İsrail'in arzu ettiği hedefin Büyük Ortadoğu Projesi olduğu dile getiren Karamollaoğlu, "Bu projenin asıl adı büyük İsrail projesi. Fırat'tan Nil'e kadar bütün toprakları kapsayan bir proje. Bizim Güneydoğu Anadolu'muz da bunun içinde. Irak, Suriye, Ürdün, Lübnan, Suudi Arabistan'ın bazı toprakları ve Mısır bunun içinde." dedi.

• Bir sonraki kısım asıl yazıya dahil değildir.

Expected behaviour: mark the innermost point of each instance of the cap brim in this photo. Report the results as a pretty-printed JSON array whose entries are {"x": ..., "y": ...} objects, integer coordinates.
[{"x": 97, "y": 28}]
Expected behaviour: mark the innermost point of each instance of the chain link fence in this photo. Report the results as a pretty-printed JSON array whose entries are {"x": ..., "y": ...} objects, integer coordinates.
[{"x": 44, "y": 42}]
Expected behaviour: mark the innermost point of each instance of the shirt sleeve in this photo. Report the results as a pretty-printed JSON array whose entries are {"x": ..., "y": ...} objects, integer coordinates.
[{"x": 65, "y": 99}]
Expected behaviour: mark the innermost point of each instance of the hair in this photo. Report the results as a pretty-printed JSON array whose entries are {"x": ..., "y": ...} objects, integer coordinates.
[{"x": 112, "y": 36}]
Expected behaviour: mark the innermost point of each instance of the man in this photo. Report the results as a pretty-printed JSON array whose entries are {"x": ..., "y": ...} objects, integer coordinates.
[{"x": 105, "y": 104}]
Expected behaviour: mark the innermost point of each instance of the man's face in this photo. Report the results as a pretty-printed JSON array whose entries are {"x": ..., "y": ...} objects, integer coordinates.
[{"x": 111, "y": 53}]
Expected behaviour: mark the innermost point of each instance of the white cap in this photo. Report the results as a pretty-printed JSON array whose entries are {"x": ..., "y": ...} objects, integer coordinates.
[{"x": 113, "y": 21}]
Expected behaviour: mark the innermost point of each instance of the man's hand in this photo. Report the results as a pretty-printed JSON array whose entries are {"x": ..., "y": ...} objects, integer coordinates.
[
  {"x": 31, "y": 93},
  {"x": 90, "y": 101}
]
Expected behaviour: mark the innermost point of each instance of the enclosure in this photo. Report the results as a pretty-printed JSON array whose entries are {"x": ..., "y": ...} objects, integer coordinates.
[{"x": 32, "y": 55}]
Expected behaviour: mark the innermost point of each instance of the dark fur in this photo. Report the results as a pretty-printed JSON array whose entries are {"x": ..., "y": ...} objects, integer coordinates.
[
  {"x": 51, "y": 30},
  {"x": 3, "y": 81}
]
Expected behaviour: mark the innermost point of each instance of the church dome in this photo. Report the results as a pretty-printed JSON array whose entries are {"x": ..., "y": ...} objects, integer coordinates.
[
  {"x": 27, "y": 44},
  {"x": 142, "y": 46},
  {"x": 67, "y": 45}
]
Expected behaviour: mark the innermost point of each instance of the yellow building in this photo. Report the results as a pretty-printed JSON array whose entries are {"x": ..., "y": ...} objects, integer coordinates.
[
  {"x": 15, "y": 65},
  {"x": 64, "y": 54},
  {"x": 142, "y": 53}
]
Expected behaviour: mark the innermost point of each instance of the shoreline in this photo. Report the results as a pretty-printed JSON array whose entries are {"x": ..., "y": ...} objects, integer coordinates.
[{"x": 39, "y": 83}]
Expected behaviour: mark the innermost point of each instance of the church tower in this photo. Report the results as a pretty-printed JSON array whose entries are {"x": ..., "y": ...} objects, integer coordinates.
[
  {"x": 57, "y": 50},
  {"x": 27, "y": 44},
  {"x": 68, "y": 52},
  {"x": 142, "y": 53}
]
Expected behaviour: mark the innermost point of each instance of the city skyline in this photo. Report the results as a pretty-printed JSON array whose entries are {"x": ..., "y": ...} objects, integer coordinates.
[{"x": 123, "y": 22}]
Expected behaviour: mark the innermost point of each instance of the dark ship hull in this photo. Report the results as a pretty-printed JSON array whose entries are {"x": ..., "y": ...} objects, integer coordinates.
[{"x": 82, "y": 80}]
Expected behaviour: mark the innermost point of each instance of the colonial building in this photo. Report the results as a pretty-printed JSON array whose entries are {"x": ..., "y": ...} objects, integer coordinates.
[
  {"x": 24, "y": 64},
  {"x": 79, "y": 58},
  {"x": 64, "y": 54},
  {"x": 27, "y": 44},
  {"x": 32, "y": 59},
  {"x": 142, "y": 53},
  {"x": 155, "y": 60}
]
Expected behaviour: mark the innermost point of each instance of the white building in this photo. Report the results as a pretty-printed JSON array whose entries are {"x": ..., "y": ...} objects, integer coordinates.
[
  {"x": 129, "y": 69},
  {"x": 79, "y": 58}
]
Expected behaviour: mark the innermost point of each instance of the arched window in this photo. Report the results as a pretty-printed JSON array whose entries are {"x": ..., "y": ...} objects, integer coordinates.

Karamollaoğlu, Türkiye'nin İsrail'i katliamlara rağmen tanımaya devam ettiğini belirterek, "Katliamlara karşı Türkiye'nin takınacağı tavır doğrudan doğruya İsrail ile olan münasebetleri kesmekti. Bu bizim inancımızın da gereği. Böyle sürekli masum insanları katleden ve bundan hiç taviz vermeyen bir ülke ile bizim münasebetimiz olamaz. İsrail önlenebilir mi? Elbette, önlenebilir. Kendi içinde gerçekleri gören, hakikatleri bilen insanlar var. Bir gün son bulacak diye inanıyorum yaptıklarına o zaman pişman olacaklar." ifadesini kullandı.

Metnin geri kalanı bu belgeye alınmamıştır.